Le phurbu dans sa structure morphologique possède trois parties spécifiques.
-A- Le haut composé en général de têtes (souvent trois) qui d'après les textes signifient génériquement les trois visages exprimant les trois émotions de base du monde : joie, dégoût et équanimité (neutralité). Ces trois visages sont surmontés d'un "chapeau" ou sortie du phurbu, par où la conscience s'échappe en se reliant au supérieur. Ce sont souvent des formes géométriques, (triangle, cercle, spirale) au gré de son sculpteur. Parfois des animaux ou des êtres mythiques surmontent ces visages (quadrupèdes, oiseaux, éléphants, monstres, cavaliers) dont la signification reste à expliquer.
-B- La partie médiane est généralement assimilée au dorje bouddhiste ou au vajra hindhou (représentant le foudre) que l'on retrouve dans la mythologie gréco-latine chez Jupiter (attribut caractéristique), repris par les rois (le rex européen) sous la forme du sceptre. Mais pour le phurbu chamanique en bois on remarque que ce foudre médian prend des formes d'entrelacement tellement différentes les unes des autres que l'on s'éloigne de l'iconographie classique du dorje ou vajra. Il y a ici un point important à éclaircir. Sur le terrain j'ai entendu dire que le chaman "originel" , "pur et dur" ne représente pas le dorje ou vajra sur son outil rituel car cette notion aurait été introduite par le boudhisme lors de son introduction au Tibet par Padmasanbhava au 8ème siècle de notre ère. Or le chaman ou sorcier autocthone considère toujours le bouddhisme comme un envahisseur, qu'il respecte cependant comme un alter-ego en puissance mentale. Quelques fois cette partie médiane est cachée par une étoffe. Dans certains cas le dorje n'existe mème pas. Ce sont les phurbu chamaniques les plus primitifs, les plus près de la notion de clou.
-C-La troisième partie est la lame du phurbu. Cette lame est composée de trois faces, exactement comme les anciens clous de charpentiers. Cette séparation de la lame en trois semble insister sur la notion pratique et technique du clou par rapport au pieu. En effet le pieu est cylindrique tandis que le clou ancien et traditionel est triparti.
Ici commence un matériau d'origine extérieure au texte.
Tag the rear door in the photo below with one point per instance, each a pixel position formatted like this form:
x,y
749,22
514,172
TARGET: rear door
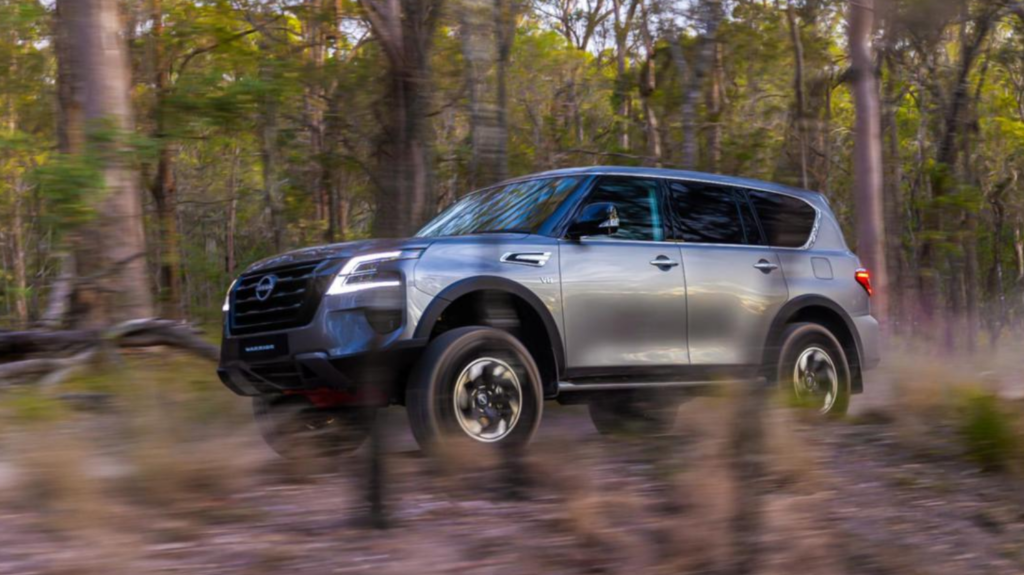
x,y
624,296
734,282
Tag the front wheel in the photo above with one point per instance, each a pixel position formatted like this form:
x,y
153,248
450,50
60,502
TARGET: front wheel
x,y
474,384
814,369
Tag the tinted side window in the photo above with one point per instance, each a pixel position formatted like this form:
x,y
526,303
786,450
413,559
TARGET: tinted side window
x,y
787,221
706,214
637,202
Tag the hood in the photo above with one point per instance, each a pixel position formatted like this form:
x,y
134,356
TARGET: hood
x,y
339,251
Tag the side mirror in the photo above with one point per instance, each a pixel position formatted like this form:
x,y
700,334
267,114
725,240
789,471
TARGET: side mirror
x,y
596,219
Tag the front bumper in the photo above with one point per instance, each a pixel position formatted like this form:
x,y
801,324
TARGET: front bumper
x,y
354,376
343,349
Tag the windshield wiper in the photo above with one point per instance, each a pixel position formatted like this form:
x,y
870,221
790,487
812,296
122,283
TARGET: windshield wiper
x,y
510,230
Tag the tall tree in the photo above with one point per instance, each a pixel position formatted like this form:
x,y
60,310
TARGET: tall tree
x,y
487,33
404,31
110,252
867,151
163,188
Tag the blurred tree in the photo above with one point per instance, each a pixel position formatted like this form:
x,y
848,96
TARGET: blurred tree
x,y
112,281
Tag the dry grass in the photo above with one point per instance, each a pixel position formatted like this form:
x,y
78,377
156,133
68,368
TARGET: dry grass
x,y
173,460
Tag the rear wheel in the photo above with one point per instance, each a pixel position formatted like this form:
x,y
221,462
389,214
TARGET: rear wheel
x,y
814,370
295,429
475,384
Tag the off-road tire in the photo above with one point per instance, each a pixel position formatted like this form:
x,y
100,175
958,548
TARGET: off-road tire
x,y
430,396
798,340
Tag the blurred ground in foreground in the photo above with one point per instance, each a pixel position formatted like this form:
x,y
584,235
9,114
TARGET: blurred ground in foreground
x,y
154,468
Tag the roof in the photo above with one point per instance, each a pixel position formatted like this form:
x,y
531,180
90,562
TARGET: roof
x,y
684,175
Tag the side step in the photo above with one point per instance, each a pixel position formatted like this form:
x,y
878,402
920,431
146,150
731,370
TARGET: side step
x,y
568,387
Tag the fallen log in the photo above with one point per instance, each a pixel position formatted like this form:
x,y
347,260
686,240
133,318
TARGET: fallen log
x,y
67,352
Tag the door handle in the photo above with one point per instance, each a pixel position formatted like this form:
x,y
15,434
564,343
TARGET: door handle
x,y
662,261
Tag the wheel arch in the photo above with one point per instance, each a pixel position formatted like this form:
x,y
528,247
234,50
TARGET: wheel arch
x,y
548,350
825,312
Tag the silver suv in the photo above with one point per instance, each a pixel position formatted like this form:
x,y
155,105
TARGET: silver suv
x,y
625,289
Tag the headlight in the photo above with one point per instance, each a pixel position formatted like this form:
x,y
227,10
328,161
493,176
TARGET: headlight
x,y
227,298
361,272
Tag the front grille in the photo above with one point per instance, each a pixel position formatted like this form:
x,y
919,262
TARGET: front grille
x,y
292,302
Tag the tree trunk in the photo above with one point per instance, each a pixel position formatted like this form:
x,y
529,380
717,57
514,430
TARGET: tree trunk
x,y
692,77
404,31
164,189
647,86
867,155
623,24
232,210
111,250
483,47
799,87
893,205
716,102
272,195
17,240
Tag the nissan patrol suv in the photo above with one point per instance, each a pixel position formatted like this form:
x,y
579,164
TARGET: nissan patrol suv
x,y
625,289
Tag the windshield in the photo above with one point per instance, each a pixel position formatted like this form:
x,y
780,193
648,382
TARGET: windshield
x,y
520,207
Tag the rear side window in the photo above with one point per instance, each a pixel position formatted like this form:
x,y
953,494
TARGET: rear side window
x,y
787,221
637,203
708,214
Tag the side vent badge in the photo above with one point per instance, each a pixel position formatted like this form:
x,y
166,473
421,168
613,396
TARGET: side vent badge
x,y
536,259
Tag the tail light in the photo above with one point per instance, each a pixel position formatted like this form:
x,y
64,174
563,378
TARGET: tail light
x,y
864,278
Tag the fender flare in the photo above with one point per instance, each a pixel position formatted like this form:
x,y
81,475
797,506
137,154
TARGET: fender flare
x,y
462,288
772,342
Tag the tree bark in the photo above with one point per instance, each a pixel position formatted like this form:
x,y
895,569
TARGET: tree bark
x,y
164,189
272,194
647,85
404,31
111,249
623,24
867,155
801,91
692,76
486,43
893,204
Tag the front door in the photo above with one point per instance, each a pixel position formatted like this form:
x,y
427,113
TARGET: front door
x,y
625,295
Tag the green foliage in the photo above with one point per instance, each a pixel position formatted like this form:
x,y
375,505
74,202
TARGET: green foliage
x,y
988,431
72,186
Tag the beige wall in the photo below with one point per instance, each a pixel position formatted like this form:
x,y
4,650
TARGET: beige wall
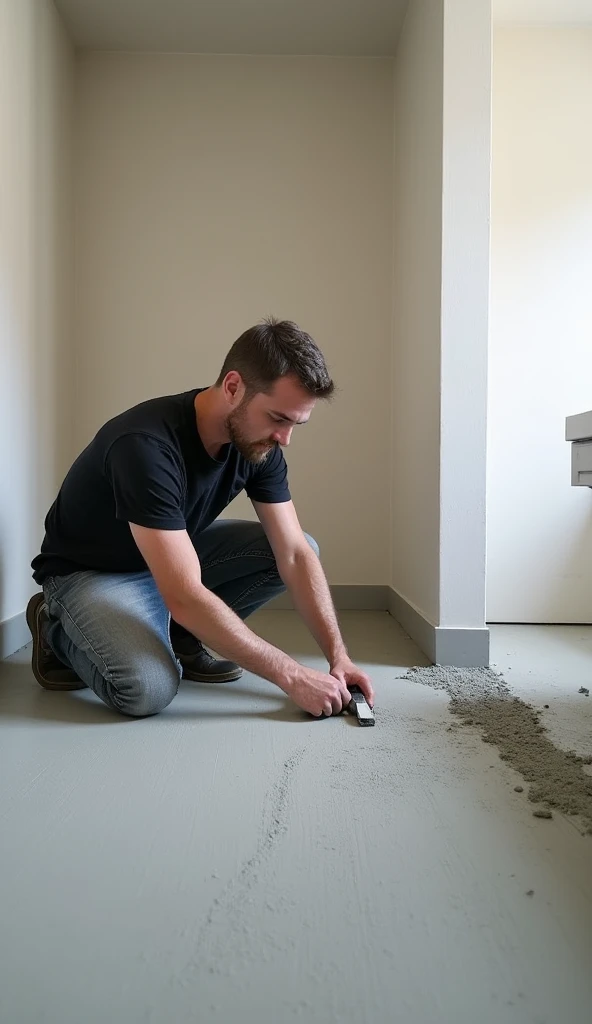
x,y
540,527
213,190
36,85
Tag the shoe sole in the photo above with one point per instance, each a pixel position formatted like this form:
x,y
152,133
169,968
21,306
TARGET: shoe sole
x,y
199,677
33,609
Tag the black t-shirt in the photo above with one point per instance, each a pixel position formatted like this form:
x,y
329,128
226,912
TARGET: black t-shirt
x,y
146,466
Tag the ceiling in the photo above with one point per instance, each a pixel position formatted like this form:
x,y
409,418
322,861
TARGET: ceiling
x,y
543,11
348,28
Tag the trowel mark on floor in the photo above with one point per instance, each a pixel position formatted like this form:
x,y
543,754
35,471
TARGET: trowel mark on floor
x,y
225,929
482,697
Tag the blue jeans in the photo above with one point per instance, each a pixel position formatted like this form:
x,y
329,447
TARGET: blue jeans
x,y
115,630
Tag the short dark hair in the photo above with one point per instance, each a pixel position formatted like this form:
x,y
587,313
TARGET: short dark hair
x,y
278,348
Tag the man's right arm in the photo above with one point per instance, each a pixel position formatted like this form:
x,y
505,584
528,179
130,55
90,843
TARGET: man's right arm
x,y
174,564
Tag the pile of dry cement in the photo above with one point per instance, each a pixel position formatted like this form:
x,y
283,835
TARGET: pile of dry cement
x,y
481,697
Ces trois lames fixées autour d'un axe permettent la stabilité de la liaison entre deux éléments plus que le clou moderne, cylindrique, surtout quand ces éléments sont mobiles comme notamment dans les navires ancients. Cependant certains phurbu archaïques ont la forme du pieu. Donc clou et pieu sont les deux symboles majeurs du phurbu.
Dans "Phurbu ritual dagger" (édition Artibu Asiae) Huntington suggère aussi la notion de flèche et dans l'iconographie tibétaine on voit des phurbu ailés. La flèche peut avoir aussi cet aspect de clouer si il y a derrière un support fixe, mais ce n'est pas le propre de la flèche qui est de voler et d'atteindre un but.
Beaucoup reste à étudier sur le phurbu chamanique, son origine, son rapport avec le "kila", le clou iconographiquement représenté depuis des millénaires par l'hindouhisme, sa confrontation avec le phurbu tantrique et bouddhiste mahayaniste, arme également d'exorcisme puissante, arme absolue et déterminante dans la main des Titans ou des Dévas, des prètres lamaïstes, bonnets noirs ou bonnets rouges, et maniés lors de cérémonies secrètes.
Que cette exposition serve à appronfondir la connaissance du chamanisme, que ce soit celui de l'Himalaya, du sous-continent ou des indiens des tribus nord américaines, sans oublier les vastes aires chamanistes de l'Amazonie ou de la Sibérie.